High levels of heterozygosis may be due to factors including the reproductive system such as self-incompatibility75 or high gene flow65,76. Results from this work revealed a range of the inbreeding coefficient of -0.492
(TR) to -0.363 (LM), which is much lower than those found in e.g. H. drasticus (0.248–0.303)34, Calotropis
gigantea (0.167), C. procera (0.177)77, or Phoenix theophrasti (0.9)78. The negative inbreeding values found here
suggest the existence of random mating79 among individuals of W. salutaris and might also explain the levels of
heterozygosis found here. Indeed, the related species Warburgia ugandensis has a mixed mating system being
predominantly outcrossing62. Additionally, insect pollinators of W. salutaris such as bees are probably able to
travel over the large agricultural blocks separating the three geographical areas studied here, promoting gene
flow. Genetic admixture between sites might also be facilitated by frugivorous birds that often eat the berries
thereby facilitating the dispersion of seeds. In accordance, we found high levels of genetic admixture between
populations with only two genetic clusters being found, one grouping the northern populations and the other
one, the southern populations.
Our study suggests that, although some local populations might have been severely affected by harvesting,
the pepper-bark tree might have persisted in sufficient numbers in Mozambique to allow outcrossing between
sites, retaining a large proportion of genetic diversity. Although there are no records of the historical distribution of this species, the studied populations could be relicts of once much larger populations that persisted in
specific locations. In addition, recent conservation efforts might have diminished trade in Mozambique, avoiding
severe barking in these populations. Further research should focus on understanding the factors limiting the
regeneration of W. salutaris trees.
Population differentiation between geographic areas. Population differentiation of endangered
species is variable. For example, low differentiation was found between populations of Platanthera leucophaea
(FST < 0.02 over distances < 2 km80) while in H. drasticus the differentiation levels were high (FST from 0.036 to
0.077 over short distances)34. In contrast, the endangered Paeoma rockii revealed a high differentiation between
populations (FST varied from 0.780 to 0.982)81. Despite the narrow distributional area of W. salutaris in Mozambique, this study revealed a high genetic differentiation between the northern populations located in LM and
TR and the southern populations located in FC (Fig. 1). Pairwise FST comparisons showed lower genetic differentiation between LM and TR (0.049), which are separated by only 28 km, than either between LM and FC
areas (0.084, separated by 81 km) or between TR and FC (0.114, separated by 49 km). STRUCTURE analyses
also found a distinct genetic cluster in the FC area, which was also supported by PCoA analyses and the NJ tree.

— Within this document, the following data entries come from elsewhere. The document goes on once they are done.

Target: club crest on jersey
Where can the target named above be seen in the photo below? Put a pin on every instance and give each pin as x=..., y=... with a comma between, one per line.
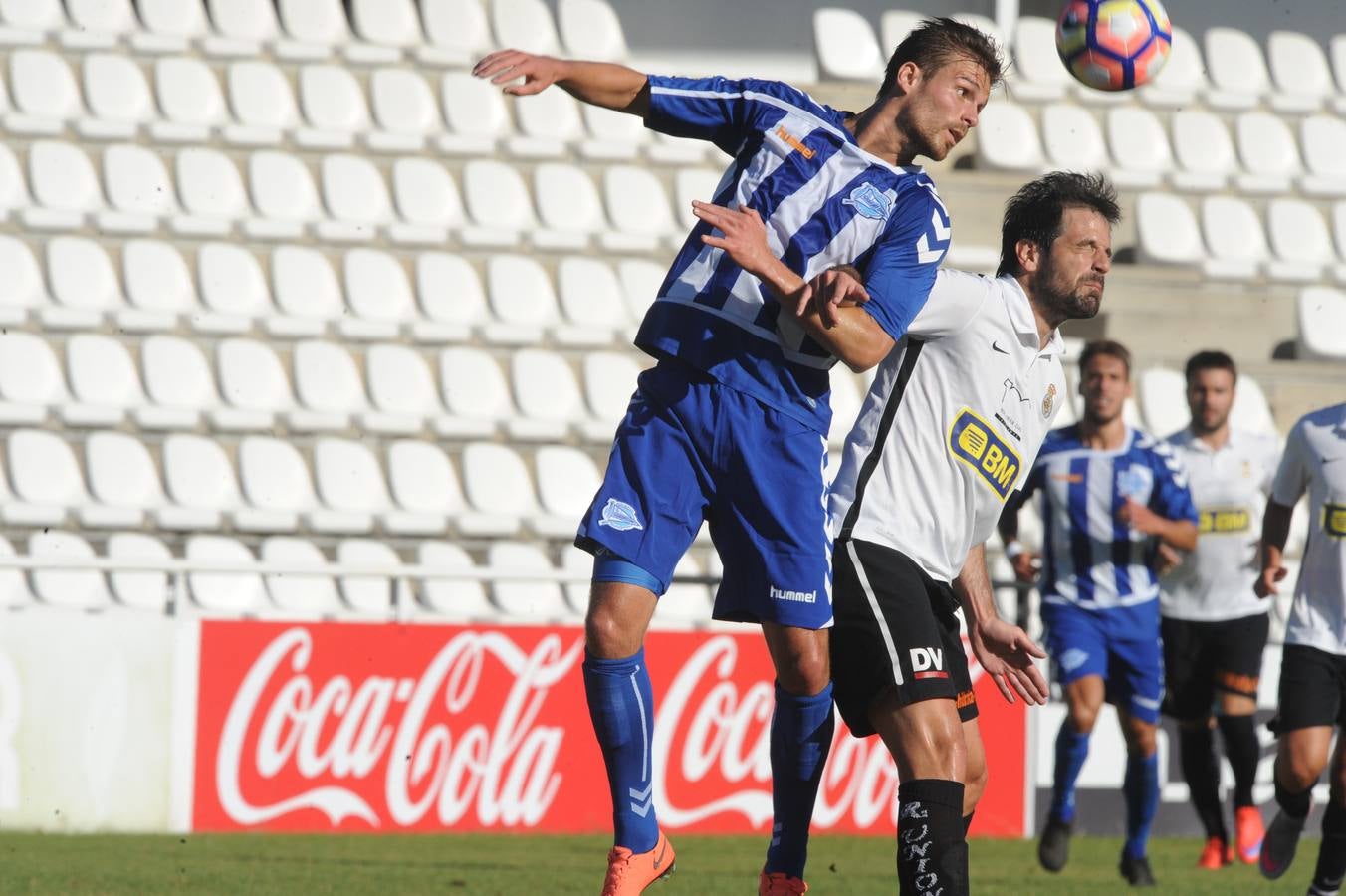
x=619, y=516
x=870, y=202
x=978, y=444
x=1334, y=520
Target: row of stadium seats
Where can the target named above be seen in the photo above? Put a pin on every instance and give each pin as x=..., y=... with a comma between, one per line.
x=175, y=389
x=1234, y=76
x=1235, y=245
x=301, y=593
x=447, y=33
x=1203, y=155
x=584, y=302
x=205, y=196
x=257, y=107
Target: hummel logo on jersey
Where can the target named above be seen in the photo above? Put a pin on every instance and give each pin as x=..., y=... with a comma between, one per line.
x=926, y=662
x=619, y=516
x=870, y=202
x=795, y=596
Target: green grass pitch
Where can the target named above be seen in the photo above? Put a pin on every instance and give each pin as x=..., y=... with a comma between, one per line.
x=509, y=865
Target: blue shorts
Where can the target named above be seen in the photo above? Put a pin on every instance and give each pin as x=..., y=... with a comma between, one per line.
x=1120, y=644
x=691, y=450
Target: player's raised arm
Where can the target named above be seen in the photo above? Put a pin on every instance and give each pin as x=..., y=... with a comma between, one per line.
x=600, y=84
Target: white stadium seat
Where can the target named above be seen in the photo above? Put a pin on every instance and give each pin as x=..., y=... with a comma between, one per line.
x=1204, y=151
x=367, y=594
x=591, y=30
x=1268, y=152
x=138, y=589
x=295, y=592
x=1322, y=324
x=70, y=588
x=1322, y=138
x=845, y=45
x=1182, y=79
x=1234, y=240
x=525, y=25
x=1299, y=240
x=1038, y=73
x=452, y=597
x=224, y=592
x=1007, y=138
x=1167, y=230
x=1071, y=137
x=525, y=600
x=1139, y=146
x=1299, y=70
x=1237, y=69
x=457, y=33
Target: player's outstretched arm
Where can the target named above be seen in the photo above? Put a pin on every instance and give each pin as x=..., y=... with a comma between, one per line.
x=600, y=84
x=855, y=339
x=1005, y=650
x=1275, y=532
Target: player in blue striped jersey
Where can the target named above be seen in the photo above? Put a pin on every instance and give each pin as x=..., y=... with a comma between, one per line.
x=1111, y=495
x=731, y=424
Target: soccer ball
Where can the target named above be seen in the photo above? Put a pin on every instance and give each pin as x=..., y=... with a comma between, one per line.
x=1113, y=45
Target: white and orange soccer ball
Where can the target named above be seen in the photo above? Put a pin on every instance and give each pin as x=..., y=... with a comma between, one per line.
x=1113, y=45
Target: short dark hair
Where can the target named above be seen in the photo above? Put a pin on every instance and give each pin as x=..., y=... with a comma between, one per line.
x=1211, y=360
x=1035, y=211
x=1105, y=348
x=936, y=42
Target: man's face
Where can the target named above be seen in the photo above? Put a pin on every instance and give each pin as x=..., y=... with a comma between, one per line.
x=1211, y=394
x=944, y=106
x=1070, y=276
x=1105, y=383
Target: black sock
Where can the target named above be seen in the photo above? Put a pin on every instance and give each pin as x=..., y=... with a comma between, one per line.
x=1242, y=750
x=1293, y=804
x=1331, y=853
x=932, y=846
x=1197, y=750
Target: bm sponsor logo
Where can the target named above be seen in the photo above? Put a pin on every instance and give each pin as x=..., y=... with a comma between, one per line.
x=978, y=444
x=1219, y=521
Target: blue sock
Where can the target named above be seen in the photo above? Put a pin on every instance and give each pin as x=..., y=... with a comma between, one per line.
x=1071, y=751
x=1142, y=789
x=801, y=738
x=622, y=708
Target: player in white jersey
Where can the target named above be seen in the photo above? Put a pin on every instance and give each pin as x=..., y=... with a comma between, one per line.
x=1312, y=673
x=1213, y=626
x=730, y=427
x=955, y=416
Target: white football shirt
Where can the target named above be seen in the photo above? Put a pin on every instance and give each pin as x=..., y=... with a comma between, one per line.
x=1315, y=459
x=1230, y=487
x=951, y=425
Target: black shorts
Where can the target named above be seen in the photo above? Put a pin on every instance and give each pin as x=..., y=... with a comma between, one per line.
x=1205, y=657
x=895, y=630
x=1312, y=689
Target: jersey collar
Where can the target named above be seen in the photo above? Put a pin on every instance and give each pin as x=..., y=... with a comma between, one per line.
x=1024, y=322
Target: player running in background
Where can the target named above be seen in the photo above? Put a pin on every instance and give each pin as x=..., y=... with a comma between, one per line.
x=1312, y=673
x=1111, y=495
x=730, y=427
x=956, y=413
x=1215, y=627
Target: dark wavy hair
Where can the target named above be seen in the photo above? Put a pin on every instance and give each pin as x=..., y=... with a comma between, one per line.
x=1035, y=211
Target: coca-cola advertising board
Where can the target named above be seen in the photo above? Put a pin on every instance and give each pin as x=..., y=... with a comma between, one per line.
x=321, y=727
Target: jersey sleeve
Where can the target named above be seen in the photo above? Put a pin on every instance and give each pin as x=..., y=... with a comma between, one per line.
x=902, y=268
x=722, y=111
x=1171, y=497
x=1292, y=473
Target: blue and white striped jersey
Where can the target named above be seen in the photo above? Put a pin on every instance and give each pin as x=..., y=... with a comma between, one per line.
x=824, y=199
x=1089, y=558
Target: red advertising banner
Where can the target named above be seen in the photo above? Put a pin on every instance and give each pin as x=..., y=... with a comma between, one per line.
x=321, y=727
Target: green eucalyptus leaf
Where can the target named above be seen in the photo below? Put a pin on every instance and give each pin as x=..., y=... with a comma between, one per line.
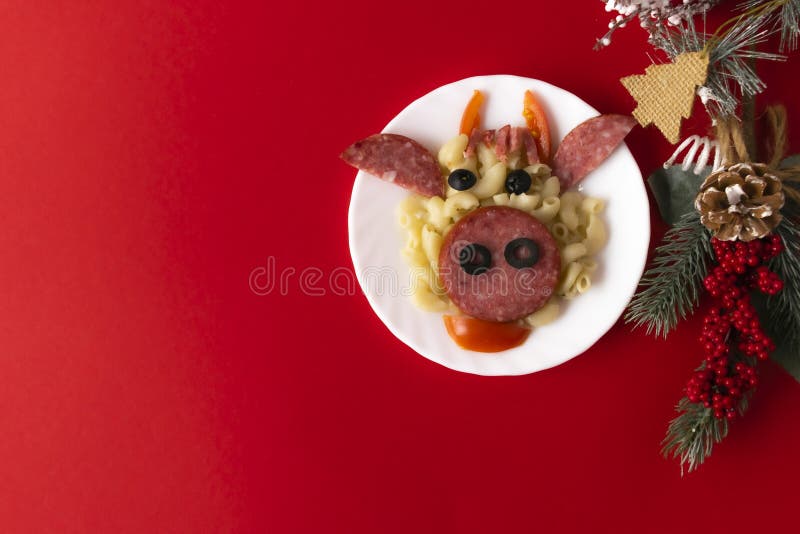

Contrary to LM and TR areas, where W. salutaris occurs in slopes and forest patches, in the FC area this species
occurs near seasonal pans in thicket vegetation associated with termitaria on clay soils82,83. This might imply
differences in reproductive ecology, particularly regarding flowering phenology and the activity of pollinators,
which would affect gene flow with the other sites, explaining the genetic structure and population differentiation found between the studied sites. Thus, the differentiated FC genetic clusters could be harbouring novel and
important alleles and should be given priority in in situ and ex situ conservation strategies in Mozambique77,84,85.
How to conserve a species widely exploited and needed? Several populations of W. salutaris are
threatened by fire from slash and burn agriculture, as they occur in adjacent patches or in agricultural lands48.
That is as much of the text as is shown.